Question

Consider an infinite number of urns into which we toss balls independently, in such a way that a ball falls into the \(k\) th urn with probability \(1 / 2^{k}, k=1,2,3\). \(\ldots .\) For each positive integer \(N\), let \(Z_{N}\) be the number of urns which contain at least one ball after a total of \(N\) balls have been tossed. Show that $$ E\left(Z_{N}\right)=\sum_{\lambda=1}^{\infty}\left[1-\left(1-1 / 2^{k}\right)^{N}\right] $$ and that there exist constants \(C_{1}>0\) and \(C_{2}>0\) such that $$ C_{1} \log N \leq E\left(Z_{N}\right) \leq C_{2} \log N \quad \text { for all } N $$ Hint: Verify and use the facts: $$ E\left(Z_{N}\right) \geq \sum_{k=1}^{\log _{2}-N}\left[1-\left(1-\frac{1}{2^{k}}\right)^{N}\right] \geq C \log _{2} N $$ and $$ 1-\left(1-\frac{1}{2^{k}}\right)^{N} \leq N \frac{1}{2^{k}} \text { and } N \sum_{\log _{2}}^{\infty} \frac{1}{2^{k}} \leq C_{2} $$

Short answer

In conclusion, the expected value of the number of urns with at least one ball after \(N\) balls have been tossed is given by $$ E\left(Z_{N}\right) = \sum_{k=1}^{\infty}\left[1-\left(1-1 / 2^{k}\right)^{N}\right] $$ Moreover, there exist constants \(C_1 > 0\) and \(C_2 > 0\) such that $$ C_{1} \log N \leq E\left(Z_{N}\right) \leq C_{2} \log N \quad \text { for all } N $$

Step-by-step solution

Define the Indicator Variables

Define the indicator variable \(I_k\) for the \(k\)-th urn such that \(I_k=1\) if the urn contains at least one ball, and \(I_k=0\) otherwise.
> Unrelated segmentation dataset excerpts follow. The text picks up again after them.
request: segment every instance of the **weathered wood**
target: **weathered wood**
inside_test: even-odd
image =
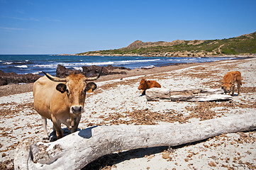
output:
[[[148,101],[169,99],[172,101],[228,101],[232,96],[224,94],[221,90],[169,89],[152,88],[146,91]]]
[[[177,146],[223,133],[256,128],[256,113],[173,125],[91,127],[50,143],[18,145],[15,169],[79,169],[114,152]]]

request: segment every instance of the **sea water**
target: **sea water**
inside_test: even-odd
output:
[[[241,57],[239,57],[241,58]],[[81,69],[82,66],[118,66],[130,69],[152,68],[191,62],[208,62],[237,57],[116,57],[77,56],[51,55],[0,55],[0,70],[17,74],[38,74],[42,71],[55,75],[58,64],[67,69]]]

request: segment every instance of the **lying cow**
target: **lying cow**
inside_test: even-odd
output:
[[[86,93],[96,88],[95,83],[87,81],[99,79],[102,69],[95,77],[73,74],[60,79],[43,72],[45,76],[34,83],[34,106],[42,117],[44,140],[49,140],[47,118],[52,120],[57,139],[63,137],[61,123],[66,125],[72,133],[77,131],[84,111]]]
[[[221,89],[224,90],[225,94],[228,93],[230,95],[231,88],[232,94],[234,96],[235,83],[238,84],[238,95],[240,94],[242,86],[241,73],[238,71],[232,71],[227,73],[221,81]]]
[[[152,87],[161,88],[161,85],[155,81],[142,79],[140,82],[140,86],[138,88],[139,90],[143,90],[140,96],[145,95],[146,90]]]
Observe that \(Z_N = \sum_{k=1}^{\infty} I_k\). Now, for each urn, we have the probability of having at least one ball as follows: $$ P(I_k = 1) = 1 - P(\text{No ball in the k-th urn after N tosses}) $$ Since the probability of a ball falling into the \(k\)-th urn is \(1/2^k\), the probability of not having a ball in a single toss is \((1 - 1/2^k)\). Therefore, the probability of not having a ball in the urn after N tosses is \((1 - 1/2^k)^N\). Thus, $$ P(I_k = 1) = \left[1 - \left(1 - \frac{1}{2^k}\right)^N\right] $$

Calculate Expected Value of \(Z_N\)

To find the expected value of \(Z_N\), we can use the linearity of expectation. Therefore, $$ E\left(Z_N\right) = E\left(\sum_{k=1}^{\infty} I_k \right) = \sum_{k=1}^{\infty} E(I_k) $$ Since the expectation of an indicator variable is equal to its probability, $$ E\left(Z_N\right) = \sum_{k=1}^{\infty} \left[1 - \left(1 - \frac{1}{2^k}\right)^N\right] $$ This proves the first part of the exercise. Now we need to find constants \(C_1\) and \(C_2\) such that the inequality holds for all \(N\).

Lower Bound by Using the Logarithm

Using the given hint, we need to find the lower bound of the expectation: $$ E\left(Z_N\right) \geq \sum_{k=1}^{\log_2 N}\left[1-\left(1-\frac{1}{2^{k}}\right)^{N}\right] $$ Since \(\log_2 N\) is increasing with N, we can define \(C_1\) as the sum of the terms from \(k=1\) to \(\log_2 N\). Thus, we have $$ C_{1} \log N \leq E\left(Z_{N}\right) $$

Upper Bound by Using the Logarithm

From the provided hint, we have the inequality for each term in the series: $$ 1 - \left(1-\frac{1}{2^k}\right)^N \leq N\frac{1}{2^k} $$ Now, we need to sum this inequality over the range from \(\log_2 N\) to \(\infty\). Thus, $$ N \sum_{k=\log_2 N + 1}^{\infty} \frac{1}{2^{k}} \leq C_2 $$ The series converges, and the sum is dominated by the first term. Therefore, we can define \(C_2\) as the sum of the series above, and we have the required inequality: $$ E\left(Z_{N}\right) \leq C_{2} \log N $$ Combining steps 3 and 4, we have proven the existence of constants \(C_1 > 0\) and \(C_2 > 0\) such that $$ C_{1} \log N \leq E\left(Z_{N}\right) \leq C_{2} \log N \quad \text { for all } N $$